En 1744, des statuts stipulent que les maîtres d'ébénisterie sont obligés d'avoir leur marque particulière et que le maître qui prête sa marque encourt une amende.
Le but de cette imposition est de pouvoir contrôler toute la production parisienne, y compris celle des ateliers royaux (Louvre, Gobelins, Arsenal) et celle des ateliers libres, visant particulièrement ceux du faubourg Saint Antoine dont la production est considérable.
Mais cette mesure est inégalement suivie d'effet et certains maîtres estampillent peu ou pas leur production. Plusieurs raisons à cela : soit le maître veut éviter de payer la taxe de marquage, soit il veut marquer son indépendance (s'il est couvert par un privilège royal) soit encore il préfère garder l'anonymat bien souvent à la demande express des marchands-merciers peu désireux de divulguer l'origine de leur marchandise.
C'est pourquoi un meuble non estampillé peu très bien être un meuble de qualité d'exception et que ce n'est pas l'estampille qui fait la valeur du mobilier, bien que certains marchands cherchent parfois à le faire croire, quitte à apposer eux-mêmes la dite estampille.
Allons plus loin : un arrêt du Parlement du 4 février 1762 constate que les meubles livrés aux particuliers en direct ne sont presque jamais estampillés. Alors que depuis le XVeme siècle le pouvoir royal tente d'imposer une marque afin de contrôler la production et de percevoir une taxe (lettre patente de 1467 tombé dans l'oubli), cette fois il est aidé par les corporations qui par cet article espère empêcher les fraudes.

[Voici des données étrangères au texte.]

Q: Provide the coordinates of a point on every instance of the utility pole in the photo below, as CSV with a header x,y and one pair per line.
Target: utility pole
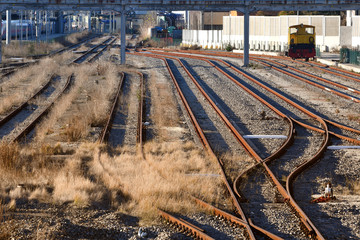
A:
x,y
8,27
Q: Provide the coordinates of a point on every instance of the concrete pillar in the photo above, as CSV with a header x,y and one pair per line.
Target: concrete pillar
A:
x,y
37,23
69,23
0,38
46,25
201,21
61,22
348,18
246,37
113,23
21,26
89,21
110,22
8,27
123,39
27,28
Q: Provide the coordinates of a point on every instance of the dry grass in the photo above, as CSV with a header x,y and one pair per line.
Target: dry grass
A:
x,y
76,37
4,232
76,129
351,187
97,83
24,83
9,154
15,49
164,108
353,117
172,172
234,162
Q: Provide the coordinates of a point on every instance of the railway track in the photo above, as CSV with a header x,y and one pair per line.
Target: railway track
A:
x,y
19,122
12,70
319,153
103,45
208,147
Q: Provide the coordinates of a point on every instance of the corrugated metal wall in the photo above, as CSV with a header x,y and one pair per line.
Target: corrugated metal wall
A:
x,y
271,33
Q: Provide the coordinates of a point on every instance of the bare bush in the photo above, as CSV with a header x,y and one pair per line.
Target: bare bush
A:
x,y
149,21
9,154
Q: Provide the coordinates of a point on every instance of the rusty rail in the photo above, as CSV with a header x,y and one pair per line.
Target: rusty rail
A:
x,y
24,104
204,142
309,113
286,194
139,135
185,226
105,132
42,113
323,68
343,95
92,59
90,51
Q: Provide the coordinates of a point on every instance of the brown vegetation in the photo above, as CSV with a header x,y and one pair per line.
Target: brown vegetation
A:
x,y
93,90
25,82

Mais une fois encore c'est un échec.
En quoi consiste l'estampille ?
L'estampille est en quelque sorte la signature de l'ébéniste, elle permet d'authentifier avec certitude l'auteur de l'ouvrage.
L'outil utilisé pour l'estampillage est un poinçon en acier coulé d'une seule pièce, qui porte sur une de ses extrémité les initiales du ou des prénoms et le nom du maître ? Les lettres sont en fort relief et à arrêtes vives pour bien marquer le bois.
Le maitre applique le poinçon sur le bois (souvent un élément0 du bâti) et frappe l'outil d'un fort coup de marteau. La hauteur des lettres, généralement en caractère romains, varie de 4 à 10 millimètres, les hauteurs les plus courantes se situant entre 4 et 6 mm. Dans ce cas le nom est remplacé par des initiales : R.V.L.C et B.V.R.B sont les exemples les plus connus (puisqu'il s'agit de Roger Vandercruse dit Lacroix et de Bernard Van Risamburgh)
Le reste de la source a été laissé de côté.